1. Heer, Jeffrey, and Maneesh Agrawala. "Design considerations for collaborative visual analytics." Information visualization 7.1 (2008): 49-62.
2. Wattenberg, Martin, and Jesse Kriss. "Designing for social data analysis." IEEE transactions on visualization and computer graphics 12.4 (2006): 549-557.

egoSlider: Visual analysis of egocentric network evolution.

Note

This paper proposes a tool to visualize the dynamic and temporal information of ego-network. The primary goal of this tool is to support the study of the exploratory pattern for cross domains. For instance, how the ego-network change among time to the relationship with personal health? The contribution lay in three layers: 1) macroscopic: summarize the entire ego-network; 2) mesoscopic: overviewing particular individuals' ego-network evolution; 3) microscopic: displaying detailed temporal information of egos and their alters.

The visualization idea may come from different discipline, e.g. the sociology research may focus on more social interaction with developed social theory. It may be a great contribution to design such a tool to help them better facilitate, utilize and digest the generated data.

Reference

1. Wu, Yanhong, et al. "egoSlider: Visual analysis of egocentric network evolution." IEEE transactions on visualization and computer graphics 22.1 (2016): 260-269.

Reducing snapshots to points: A visual analytics approach to dynamic network exploration.

Note

This paper uses the dimensional reduction technique to reduce the complex, multi-dimensional graph into points as 2-dimension plot. It shows the pattern with a different cluster, the user can further explore the generated points to see the detail of the network.

This may help the user to understand the deep learning through neural network, the feature extraction process. But the challenge is still remaining how to explain/label the projection cluster. It is not guarantee to have a meaningful (or at least human understandable) pattern in each round of exploration.

Reference

1. van den Elzen, Stef, et al. "Reducing snapshots to points: A visual analytics approach to dynamic network exploration." IEEE transactions on visualization and computer graphics 22.1 (2016): 1-10.

Information visualization and visual data mining

Note

A good survey paper to follow the trend of data visualization and mining. This paper provides a clear classification for visual data mining works.  The author describes: "The visual data exploration process be seen a hypothesis generation process". A visualization interface provides the user an overview of the dataset. Based on the insight, the user can explore/filter/verify the finding to answer the hypothesis, the hypothesis can be generated by user/statistics/machine learning. In another hand, a visual data exploration usually follows a three looping process: overview, filter, and detail-on-demand. The different insight will jump out while the user explores the data through designed interface.
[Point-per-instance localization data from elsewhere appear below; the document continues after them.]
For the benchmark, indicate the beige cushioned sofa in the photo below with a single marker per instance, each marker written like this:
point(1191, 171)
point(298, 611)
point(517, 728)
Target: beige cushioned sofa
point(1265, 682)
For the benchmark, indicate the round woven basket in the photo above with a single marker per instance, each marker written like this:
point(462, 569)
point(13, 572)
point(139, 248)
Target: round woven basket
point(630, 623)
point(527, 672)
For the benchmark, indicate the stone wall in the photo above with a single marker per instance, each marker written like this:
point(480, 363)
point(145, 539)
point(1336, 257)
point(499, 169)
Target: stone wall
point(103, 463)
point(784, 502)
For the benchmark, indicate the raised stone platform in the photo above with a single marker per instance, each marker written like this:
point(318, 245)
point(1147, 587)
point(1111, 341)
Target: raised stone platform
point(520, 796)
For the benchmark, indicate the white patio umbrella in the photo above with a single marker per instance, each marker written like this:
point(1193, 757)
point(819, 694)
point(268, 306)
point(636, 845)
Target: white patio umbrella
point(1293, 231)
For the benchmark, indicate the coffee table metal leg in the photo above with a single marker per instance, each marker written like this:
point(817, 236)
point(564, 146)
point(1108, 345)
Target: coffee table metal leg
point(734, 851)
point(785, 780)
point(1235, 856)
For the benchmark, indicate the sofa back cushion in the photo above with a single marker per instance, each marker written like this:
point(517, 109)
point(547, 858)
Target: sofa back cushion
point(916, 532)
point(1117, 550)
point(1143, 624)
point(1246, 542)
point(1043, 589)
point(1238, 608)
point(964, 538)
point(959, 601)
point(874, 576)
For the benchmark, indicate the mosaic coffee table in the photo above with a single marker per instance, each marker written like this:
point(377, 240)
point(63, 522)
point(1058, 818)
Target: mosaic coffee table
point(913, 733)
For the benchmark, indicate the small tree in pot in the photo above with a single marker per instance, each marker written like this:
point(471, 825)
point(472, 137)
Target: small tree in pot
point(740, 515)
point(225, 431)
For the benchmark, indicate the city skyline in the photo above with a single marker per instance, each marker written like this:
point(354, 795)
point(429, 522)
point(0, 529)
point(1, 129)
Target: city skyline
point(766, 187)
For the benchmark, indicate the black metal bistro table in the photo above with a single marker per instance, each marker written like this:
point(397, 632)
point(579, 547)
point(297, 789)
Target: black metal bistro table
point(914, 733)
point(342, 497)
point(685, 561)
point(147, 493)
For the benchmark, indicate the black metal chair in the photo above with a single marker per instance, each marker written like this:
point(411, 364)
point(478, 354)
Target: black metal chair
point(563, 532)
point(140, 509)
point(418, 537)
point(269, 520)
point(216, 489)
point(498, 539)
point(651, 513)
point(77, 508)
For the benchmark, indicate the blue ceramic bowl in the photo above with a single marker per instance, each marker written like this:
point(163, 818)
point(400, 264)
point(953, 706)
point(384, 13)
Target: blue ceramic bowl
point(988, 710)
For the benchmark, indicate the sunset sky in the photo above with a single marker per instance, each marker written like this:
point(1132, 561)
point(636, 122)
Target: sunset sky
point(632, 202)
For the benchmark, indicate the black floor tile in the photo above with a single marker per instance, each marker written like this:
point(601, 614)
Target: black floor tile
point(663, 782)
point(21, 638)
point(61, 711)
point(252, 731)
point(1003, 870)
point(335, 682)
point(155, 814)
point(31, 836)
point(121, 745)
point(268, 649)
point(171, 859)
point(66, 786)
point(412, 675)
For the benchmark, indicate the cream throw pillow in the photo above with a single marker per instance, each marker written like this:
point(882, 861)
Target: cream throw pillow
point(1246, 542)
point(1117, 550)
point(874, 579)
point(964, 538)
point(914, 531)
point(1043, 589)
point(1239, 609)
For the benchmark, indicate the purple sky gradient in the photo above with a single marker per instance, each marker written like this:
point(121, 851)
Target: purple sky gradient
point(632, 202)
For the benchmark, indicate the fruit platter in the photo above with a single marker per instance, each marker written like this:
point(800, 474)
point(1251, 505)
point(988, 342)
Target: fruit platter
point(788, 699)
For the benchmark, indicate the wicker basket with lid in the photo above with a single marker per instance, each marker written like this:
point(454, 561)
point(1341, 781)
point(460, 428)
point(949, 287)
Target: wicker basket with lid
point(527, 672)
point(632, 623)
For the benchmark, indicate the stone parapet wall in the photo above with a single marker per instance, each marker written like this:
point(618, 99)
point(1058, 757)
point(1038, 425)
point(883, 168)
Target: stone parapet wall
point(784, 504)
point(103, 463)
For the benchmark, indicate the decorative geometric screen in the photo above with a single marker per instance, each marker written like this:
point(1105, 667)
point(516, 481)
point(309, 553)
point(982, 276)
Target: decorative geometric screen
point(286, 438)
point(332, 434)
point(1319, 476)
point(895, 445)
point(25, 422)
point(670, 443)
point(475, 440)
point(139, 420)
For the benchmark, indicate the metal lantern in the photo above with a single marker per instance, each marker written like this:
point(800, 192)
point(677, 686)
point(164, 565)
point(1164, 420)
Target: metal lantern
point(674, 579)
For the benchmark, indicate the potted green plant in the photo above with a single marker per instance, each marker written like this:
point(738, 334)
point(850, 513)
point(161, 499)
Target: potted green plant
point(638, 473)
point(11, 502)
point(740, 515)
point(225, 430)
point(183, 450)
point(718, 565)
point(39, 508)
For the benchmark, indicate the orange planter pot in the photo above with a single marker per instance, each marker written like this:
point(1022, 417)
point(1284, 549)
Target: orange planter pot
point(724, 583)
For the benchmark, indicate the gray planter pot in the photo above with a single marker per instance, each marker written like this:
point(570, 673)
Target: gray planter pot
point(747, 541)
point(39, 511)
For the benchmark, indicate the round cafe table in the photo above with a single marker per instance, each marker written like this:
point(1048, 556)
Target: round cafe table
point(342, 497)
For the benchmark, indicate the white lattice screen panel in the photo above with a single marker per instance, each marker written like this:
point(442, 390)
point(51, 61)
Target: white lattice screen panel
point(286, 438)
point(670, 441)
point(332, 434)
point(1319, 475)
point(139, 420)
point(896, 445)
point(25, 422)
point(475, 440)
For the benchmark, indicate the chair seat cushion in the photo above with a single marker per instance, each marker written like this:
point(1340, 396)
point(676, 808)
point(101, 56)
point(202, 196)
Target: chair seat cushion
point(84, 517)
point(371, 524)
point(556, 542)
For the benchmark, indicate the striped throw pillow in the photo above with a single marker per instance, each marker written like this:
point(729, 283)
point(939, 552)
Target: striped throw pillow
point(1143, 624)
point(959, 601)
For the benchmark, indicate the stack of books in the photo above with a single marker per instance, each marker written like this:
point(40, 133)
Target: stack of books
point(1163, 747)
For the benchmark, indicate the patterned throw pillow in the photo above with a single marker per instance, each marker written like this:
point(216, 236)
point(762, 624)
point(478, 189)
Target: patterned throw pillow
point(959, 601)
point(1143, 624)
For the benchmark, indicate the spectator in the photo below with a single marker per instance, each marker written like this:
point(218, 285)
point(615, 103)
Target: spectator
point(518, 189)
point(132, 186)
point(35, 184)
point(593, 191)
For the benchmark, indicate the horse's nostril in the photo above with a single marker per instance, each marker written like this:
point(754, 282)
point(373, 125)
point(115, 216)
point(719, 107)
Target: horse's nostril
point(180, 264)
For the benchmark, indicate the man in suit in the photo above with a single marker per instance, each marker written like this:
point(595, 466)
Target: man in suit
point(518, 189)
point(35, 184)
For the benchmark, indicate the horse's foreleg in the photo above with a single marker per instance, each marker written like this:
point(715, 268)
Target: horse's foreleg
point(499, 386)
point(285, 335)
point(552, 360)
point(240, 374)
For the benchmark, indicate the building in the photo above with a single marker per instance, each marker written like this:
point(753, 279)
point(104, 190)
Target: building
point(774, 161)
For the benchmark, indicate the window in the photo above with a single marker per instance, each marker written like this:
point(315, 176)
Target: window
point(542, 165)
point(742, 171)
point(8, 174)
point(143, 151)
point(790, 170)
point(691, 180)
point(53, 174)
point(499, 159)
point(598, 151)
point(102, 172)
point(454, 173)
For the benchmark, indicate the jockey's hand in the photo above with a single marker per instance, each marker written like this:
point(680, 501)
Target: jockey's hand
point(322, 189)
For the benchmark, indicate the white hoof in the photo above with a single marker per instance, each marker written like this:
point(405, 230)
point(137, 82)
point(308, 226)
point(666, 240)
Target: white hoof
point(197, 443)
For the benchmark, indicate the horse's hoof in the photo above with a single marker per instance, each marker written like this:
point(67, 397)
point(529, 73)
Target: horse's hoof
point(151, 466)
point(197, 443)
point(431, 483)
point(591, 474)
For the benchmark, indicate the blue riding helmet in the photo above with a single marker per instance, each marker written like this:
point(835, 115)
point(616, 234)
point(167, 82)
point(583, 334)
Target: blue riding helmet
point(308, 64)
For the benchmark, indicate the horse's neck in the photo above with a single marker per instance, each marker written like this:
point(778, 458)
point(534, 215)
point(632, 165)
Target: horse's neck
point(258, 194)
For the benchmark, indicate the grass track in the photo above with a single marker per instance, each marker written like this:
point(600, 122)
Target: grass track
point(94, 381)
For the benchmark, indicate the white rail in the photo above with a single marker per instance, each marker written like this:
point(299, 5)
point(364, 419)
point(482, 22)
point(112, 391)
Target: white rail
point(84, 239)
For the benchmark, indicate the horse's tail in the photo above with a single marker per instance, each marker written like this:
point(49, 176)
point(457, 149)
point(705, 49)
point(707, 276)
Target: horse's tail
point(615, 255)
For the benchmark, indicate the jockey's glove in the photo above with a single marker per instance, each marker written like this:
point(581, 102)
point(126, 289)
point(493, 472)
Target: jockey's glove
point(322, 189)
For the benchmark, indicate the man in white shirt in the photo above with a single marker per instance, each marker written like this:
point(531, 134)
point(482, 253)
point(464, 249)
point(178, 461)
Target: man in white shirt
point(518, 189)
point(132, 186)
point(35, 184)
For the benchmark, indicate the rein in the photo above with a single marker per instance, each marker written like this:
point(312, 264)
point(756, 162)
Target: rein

A visual data mining has consisted with three components: 1) data type to be visualized:  1D, 2D, ND, Text and hypertext and algorithm data visualization; 2) visualization technique: standard 2/3D, geometrically transformed, icon-based, dense pixel and stacked display; 3) interaction and distortion technique: projection, filtering, zooming, interactive distortion, linking and brushing. Each categories is with a reference paper that worth to further reading.

Reference

1. Keim, Daniel A. "Information visualization and visual data mining." IEEE transactions on Visualization and Computer Graphics 8.1 (2002): 1-8.